Ancaman kesehatan akibat gelombang panas di Prancis belum benar-benar hilang, meski suhu di banyak wilayah mulai turun. Pemerintah menilai tekanan pada rumah sakit, layanan darurat, dan kelompok rentan masih akan terasa selama beberapa hari ke depan.
Menteri Kesehatan Prancis Stephanie Rist mengatakan beban kesehatan publik tetap tinggi dan angka kematian yang dikaitkan dengan gelombang panas terlihat lebih besar dari kondisi normal. Berdasarkan data sementara dari Badan Kesehatan Masyarakat Prancis, ada sekitar 1.000 kematian lebih banyak dari biasanya sejak Rabu lalu.
Risiko belum hilang meski suhu menurun
Rist menegaskan situasi ini belum bisa disamakan dengan gelombang panas mematikan pada 2003. Namun, ia mengingatkan bahwa data tersebut masih bersifat sementara dan tekanan pada layanan kesehatan diperkirakan terus berlanjut.

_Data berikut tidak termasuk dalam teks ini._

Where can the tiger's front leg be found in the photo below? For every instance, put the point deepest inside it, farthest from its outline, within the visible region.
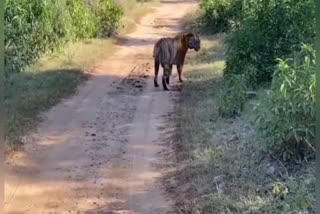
(168, 77)
(179, 68)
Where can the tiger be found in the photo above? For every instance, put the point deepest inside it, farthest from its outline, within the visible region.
(172, 51)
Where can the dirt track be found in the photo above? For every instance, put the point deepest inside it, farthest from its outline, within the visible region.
(95, 152)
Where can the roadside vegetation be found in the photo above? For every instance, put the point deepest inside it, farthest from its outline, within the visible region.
(247, 111)
(48, 47)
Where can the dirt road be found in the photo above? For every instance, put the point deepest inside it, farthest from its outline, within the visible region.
(96, 152)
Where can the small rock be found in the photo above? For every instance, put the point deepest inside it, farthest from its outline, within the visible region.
(308, 181)
(234, 138)
(220, 178)
(138, 86)
(271, 170)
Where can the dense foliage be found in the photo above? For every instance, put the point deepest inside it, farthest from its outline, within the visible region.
(34, 27)
(268, 30)
(261, 33)
(233, 96)
(289, 119)
(220, 15)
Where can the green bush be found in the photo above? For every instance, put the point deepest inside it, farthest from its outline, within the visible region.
(109, 16)
(220, 15)
(33, 28)
(232, 97)
(289, 121)
(268, 30)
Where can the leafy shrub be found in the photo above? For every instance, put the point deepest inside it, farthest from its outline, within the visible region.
(33, 28)
(268, 30)
(109, 16)
(289, 121)
(232, 98)
(220, 15)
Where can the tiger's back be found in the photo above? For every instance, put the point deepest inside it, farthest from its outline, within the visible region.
(165, 51)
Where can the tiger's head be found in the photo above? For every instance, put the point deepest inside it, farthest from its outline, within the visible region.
(193, 41)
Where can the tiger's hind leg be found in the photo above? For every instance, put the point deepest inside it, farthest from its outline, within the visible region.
(156, 72)
(165, 77)
(168, 77)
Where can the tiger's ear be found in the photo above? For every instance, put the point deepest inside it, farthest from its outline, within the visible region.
(188, 35)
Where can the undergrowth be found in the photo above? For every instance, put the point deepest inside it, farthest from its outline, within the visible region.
(228, 169)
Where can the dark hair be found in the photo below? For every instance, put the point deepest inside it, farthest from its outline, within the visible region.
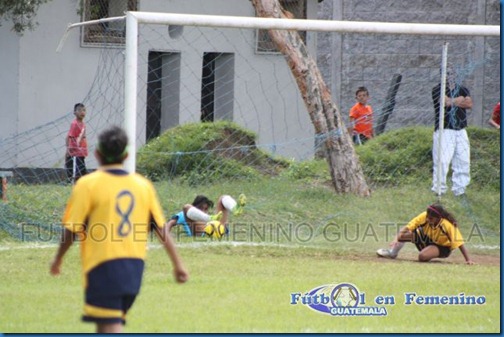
(112, 144)
(359, 89)
(438, 211)
(200, 200)
(78, 106)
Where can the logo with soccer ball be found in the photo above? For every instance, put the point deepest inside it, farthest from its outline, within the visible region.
(345, 295)
(337, 300)
(215, 229)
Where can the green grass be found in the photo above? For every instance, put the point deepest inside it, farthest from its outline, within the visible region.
(247, 289)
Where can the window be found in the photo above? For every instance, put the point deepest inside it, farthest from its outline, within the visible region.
(107, 32)
(263, 41)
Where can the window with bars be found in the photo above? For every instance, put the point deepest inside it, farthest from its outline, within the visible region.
(106, 32)
(264, 44)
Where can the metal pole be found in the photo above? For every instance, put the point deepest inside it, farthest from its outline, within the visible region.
(317, 25)
(130, 89)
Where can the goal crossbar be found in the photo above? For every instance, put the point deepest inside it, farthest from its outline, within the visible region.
(316, 25)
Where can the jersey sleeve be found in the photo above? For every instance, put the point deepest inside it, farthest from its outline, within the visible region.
(453, 234)
(417, 221)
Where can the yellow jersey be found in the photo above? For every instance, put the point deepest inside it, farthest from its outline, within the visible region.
(112, 212)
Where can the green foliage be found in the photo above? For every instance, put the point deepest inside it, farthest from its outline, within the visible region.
(21, 13)
(485, 157)
(398, 156)
(205, 152)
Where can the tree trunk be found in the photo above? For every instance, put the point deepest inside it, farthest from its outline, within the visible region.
(346, 172)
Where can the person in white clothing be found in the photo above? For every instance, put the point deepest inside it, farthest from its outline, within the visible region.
(455, 147)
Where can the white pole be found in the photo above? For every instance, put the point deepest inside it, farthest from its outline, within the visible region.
(130, 89)
(442, 91)
(316, 25)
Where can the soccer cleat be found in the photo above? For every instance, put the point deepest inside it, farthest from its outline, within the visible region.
(385, 253)
(242, 201)
(216, 217)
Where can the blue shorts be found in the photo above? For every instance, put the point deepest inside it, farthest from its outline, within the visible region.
(111, 289)
(108, 310)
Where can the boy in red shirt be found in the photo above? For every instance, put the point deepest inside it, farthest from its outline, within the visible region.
(361, 116)
(76, 143)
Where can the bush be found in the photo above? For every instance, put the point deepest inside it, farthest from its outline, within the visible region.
(205, 152)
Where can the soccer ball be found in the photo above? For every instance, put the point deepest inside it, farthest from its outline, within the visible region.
(215, 229)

Kantor Perdana Menteri Sebastien Lecornu juga menyampaikan bahwa turunnya suhu tidak otomatis menghapus risiko. Dehidrasi, penanganan rumah sakit yang terlambat, dan kondisi kelompok rentan yang memburuk masih menjadi perhatian utama otoritas.
Layanan darurat masih bekerja dalam beban tinggi
Menteri Dalam Negeri Laurent Nunez menyebut layanan darurat menghadapi lonjakan kerja yang signifikan selama cuaca ekstrem ini. Petugas pemadam kebakaran telah menangani sekitar 122.000 operasi, angka yang menunjukkan skala penanganan masih sangat besar di berbagai wilayah.

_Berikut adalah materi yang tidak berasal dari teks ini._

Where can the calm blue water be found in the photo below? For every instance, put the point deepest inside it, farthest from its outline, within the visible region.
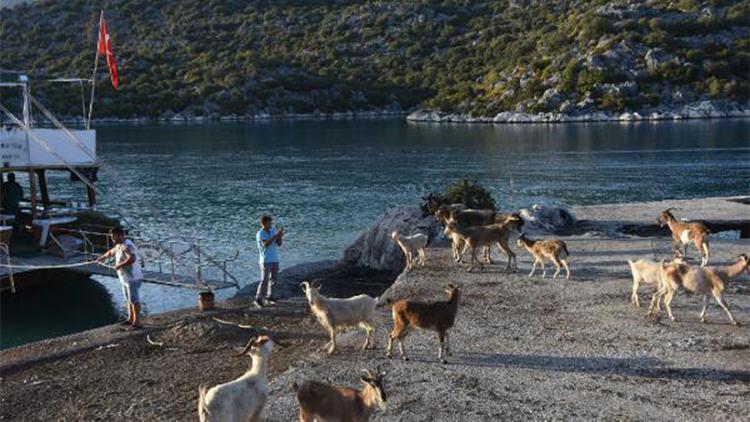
(326, 181)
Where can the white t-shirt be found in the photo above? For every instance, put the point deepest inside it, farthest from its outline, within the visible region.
(129, 272)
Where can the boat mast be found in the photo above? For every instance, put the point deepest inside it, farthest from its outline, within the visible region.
(96, 63)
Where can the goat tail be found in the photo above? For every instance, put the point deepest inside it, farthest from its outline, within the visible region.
(202, 409)
(380, 301)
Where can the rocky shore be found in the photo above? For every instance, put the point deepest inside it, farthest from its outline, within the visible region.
(523, 348)
(697, 110)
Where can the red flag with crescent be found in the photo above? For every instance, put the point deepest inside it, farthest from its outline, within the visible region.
(105, 47)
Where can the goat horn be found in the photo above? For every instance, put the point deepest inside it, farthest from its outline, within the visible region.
(247, 347)
(277, 341)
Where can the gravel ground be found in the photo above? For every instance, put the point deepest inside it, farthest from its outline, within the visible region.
(523, 348)
(543, 349)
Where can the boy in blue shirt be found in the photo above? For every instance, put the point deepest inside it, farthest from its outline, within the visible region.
(268, 239)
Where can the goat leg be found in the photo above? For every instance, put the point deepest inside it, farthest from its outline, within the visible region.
(441, 337)
(333, 342)
(401, 349)
(723, 304)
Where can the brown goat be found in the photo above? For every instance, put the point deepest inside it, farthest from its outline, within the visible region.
(497, 233)
(435, 316)
(319, 401)
(684, 233)
(553, 249)
(699, 280)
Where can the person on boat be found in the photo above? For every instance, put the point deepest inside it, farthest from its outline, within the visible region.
(269, 240)
(12, 194)
(129, 272)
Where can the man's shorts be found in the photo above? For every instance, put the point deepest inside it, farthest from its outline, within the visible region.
(131, 291)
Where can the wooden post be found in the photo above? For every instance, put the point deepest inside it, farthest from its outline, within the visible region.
(43, 188)
(32, 193)
(91, 194)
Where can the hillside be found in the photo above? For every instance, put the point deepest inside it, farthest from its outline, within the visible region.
(212, 58)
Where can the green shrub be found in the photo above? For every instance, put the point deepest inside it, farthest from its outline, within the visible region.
(463, 191)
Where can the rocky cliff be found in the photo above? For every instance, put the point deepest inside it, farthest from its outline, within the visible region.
(499, 61)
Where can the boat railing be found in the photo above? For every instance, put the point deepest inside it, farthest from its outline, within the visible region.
(5, 259)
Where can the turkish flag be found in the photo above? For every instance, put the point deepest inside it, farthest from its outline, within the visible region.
(105, 47)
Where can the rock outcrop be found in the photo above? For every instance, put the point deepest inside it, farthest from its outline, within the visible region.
(375, 249)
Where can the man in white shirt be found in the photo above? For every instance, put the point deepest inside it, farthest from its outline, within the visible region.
(269, 240)
(129, 272)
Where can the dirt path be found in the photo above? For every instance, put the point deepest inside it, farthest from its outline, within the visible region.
(531, 349)
(543, 349)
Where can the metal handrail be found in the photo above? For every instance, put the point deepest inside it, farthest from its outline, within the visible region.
(194, 256)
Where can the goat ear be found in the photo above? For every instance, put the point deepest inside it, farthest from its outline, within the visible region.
(247, 347)
(261, 341)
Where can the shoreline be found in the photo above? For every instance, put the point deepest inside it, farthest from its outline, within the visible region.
(581, 336)
(700, 110)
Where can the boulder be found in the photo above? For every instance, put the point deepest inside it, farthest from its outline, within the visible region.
(375, 248)
(547, 217)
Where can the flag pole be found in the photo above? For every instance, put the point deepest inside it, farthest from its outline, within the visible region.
(93, 76)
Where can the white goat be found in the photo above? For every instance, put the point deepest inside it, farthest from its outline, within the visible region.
(339, 314)
(244, 398)
(648, 272)
(411, 244)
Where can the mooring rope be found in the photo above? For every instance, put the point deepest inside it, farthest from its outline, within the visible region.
(45, 267)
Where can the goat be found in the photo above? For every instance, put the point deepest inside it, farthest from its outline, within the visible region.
(553, 249)
(684, 233)
(337, 314)
(435, 316)
(458, 243)
(465, 217)
(699, 280)
(648, 272)
(410, 244)
(497, 233)
(319, 401)
(244, 398)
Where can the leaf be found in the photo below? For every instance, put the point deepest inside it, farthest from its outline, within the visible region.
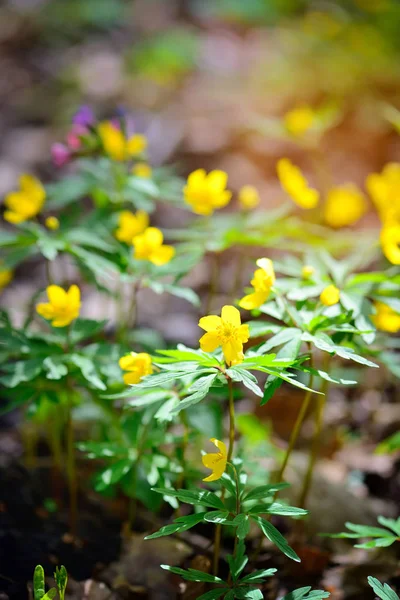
(193, 574)
(181, 524)
(276, 538)
(196, 497)
(55, 368)
(263, 491)
(248, 379)
(258, 576)
(383, 591)
(305, 594)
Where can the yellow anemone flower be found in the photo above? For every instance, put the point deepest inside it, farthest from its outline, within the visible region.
(63, 307)
(216, 461)
(137, 365)
(344, 205)
(142, 170)
(116, 145)
(131, 224)
(299, 120)
(384, 189)
(27, 202)
(206, 192)
(295, 184)
(52, 223)
(330, 295)
(307, 271)
(386, 319)
(149, 246)
(226, 331)
(6, 276)
(249, 197)
(262, 282)
(390, 242)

Nunez meminta warga tetap berhati-hati saat beraktivitas di luar ruangan, terutama ketika melakukan pekerjaan fisik atau olahraga. Ia menilai aktivitas layanan darurat masih akan berada pada tingkat tinggi meski suhu mulai menurun.
Status peringatan cuaca belum dicabut sepenuhnya
Penurunan suhu di sebagian besar wilayah terjadi setelah badai petir melanda pada Sabtu malam. Meski begitu, otoritas cuaca masih mempertahankan status peringatan merah untuk dua departemen di wilayah timur laut.

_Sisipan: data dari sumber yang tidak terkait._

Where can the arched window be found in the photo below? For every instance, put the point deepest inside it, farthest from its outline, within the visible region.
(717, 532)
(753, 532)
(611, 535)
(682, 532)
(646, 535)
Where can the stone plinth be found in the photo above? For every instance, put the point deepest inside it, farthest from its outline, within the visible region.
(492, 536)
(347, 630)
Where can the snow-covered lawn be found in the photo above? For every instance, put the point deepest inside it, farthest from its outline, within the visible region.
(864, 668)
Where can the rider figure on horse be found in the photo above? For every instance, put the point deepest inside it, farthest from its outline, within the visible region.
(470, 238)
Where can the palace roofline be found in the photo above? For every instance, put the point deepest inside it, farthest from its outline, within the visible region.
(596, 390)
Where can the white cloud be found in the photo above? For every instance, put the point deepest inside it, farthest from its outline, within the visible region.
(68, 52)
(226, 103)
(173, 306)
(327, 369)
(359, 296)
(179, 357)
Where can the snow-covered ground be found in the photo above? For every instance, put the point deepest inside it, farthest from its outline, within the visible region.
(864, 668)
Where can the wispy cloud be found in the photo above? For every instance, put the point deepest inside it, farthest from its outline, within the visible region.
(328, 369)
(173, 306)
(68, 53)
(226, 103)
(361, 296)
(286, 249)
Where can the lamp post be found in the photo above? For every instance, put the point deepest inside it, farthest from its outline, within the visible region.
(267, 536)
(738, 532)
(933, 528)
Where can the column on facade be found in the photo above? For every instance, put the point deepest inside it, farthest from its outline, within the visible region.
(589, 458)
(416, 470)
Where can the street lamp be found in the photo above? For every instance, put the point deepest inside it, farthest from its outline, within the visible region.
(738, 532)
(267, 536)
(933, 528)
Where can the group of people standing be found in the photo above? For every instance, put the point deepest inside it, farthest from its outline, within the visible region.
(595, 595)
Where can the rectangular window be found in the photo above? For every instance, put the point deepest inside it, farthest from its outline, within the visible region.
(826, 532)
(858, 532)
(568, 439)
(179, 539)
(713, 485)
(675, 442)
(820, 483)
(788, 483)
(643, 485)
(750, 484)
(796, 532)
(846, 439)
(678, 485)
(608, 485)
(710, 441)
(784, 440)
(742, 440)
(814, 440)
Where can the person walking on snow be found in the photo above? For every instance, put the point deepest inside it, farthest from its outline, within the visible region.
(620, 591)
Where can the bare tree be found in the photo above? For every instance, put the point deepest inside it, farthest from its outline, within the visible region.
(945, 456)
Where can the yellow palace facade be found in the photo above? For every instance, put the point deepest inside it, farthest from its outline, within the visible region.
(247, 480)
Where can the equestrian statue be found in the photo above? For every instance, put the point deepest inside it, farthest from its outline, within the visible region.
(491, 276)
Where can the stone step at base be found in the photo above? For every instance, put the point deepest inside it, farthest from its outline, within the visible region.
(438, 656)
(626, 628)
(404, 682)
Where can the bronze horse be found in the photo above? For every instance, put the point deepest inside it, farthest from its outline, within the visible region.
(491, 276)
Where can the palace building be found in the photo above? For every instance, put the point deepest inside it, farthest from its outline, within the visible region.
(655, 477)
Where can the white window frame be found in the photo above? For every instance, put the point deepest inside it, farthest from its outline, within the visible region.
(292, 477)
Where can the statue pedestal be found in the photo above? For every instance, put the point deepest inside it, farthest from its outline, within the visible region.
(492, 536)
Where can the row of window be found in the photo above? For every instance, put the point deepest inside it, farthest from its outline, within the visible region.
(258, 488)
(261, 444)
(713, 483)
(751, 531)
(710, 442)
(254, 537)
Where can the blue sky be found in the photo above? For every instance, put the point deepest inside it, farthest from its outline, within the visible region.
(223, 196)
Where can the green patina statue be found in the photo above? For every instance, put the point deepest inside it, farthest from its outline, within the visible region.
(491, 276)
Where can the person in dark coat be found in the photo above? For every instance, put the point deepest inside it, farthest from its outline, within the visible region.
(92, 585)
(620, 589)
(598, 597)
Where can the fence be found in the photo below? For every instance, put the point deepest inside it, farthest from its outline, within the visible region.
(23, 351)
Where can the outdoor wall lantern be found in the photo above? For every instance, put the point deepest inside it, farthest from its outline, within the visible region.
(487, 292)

Sebanyak 34 departemen lain berada dalam status peringatan oranye untuk gelombang panas, sementara 14 departemen mendapat peringatan oranye akibat potensi badai petir. Kondisi ini menunjukkan cuaca ekstrem masih berlangsung di sejumlah daerah.
Gangguan listrik dan kegiatan publik ikut terdampak
Badai yang menyertai cuaca panas juga memicu gangguan pada infrastruktur dasar. Operator jaringan listrik Enedis melaporkan aliran listrik ke sekitar 63.000 rumah tangga sempat terputus, sedangkan otoritas setempat mencatat sedikitnya tujuh orang mengalami luka ringan akibat cuaca buruk.
Gelombang panas ini juga memengaruhi agenda olahraga nasional. Penyelenggara kejuaraan balap sepeda jalan raya Prancis harus memangkas jarak balapan putra satu putaran setelah suhu mencapai 35 derajat Celsius saat lomba dimulai.
Di tengah kondisi yang mulai mendingin, pemerintah menegaskan kewaspadaan publik masih dibutuhkan. Risiko kesehatan dapat bertahan lebih lama daripada perubahan cuaca itu sendiri, terutama bagi warga yang rentan terhadap panas ekstrem.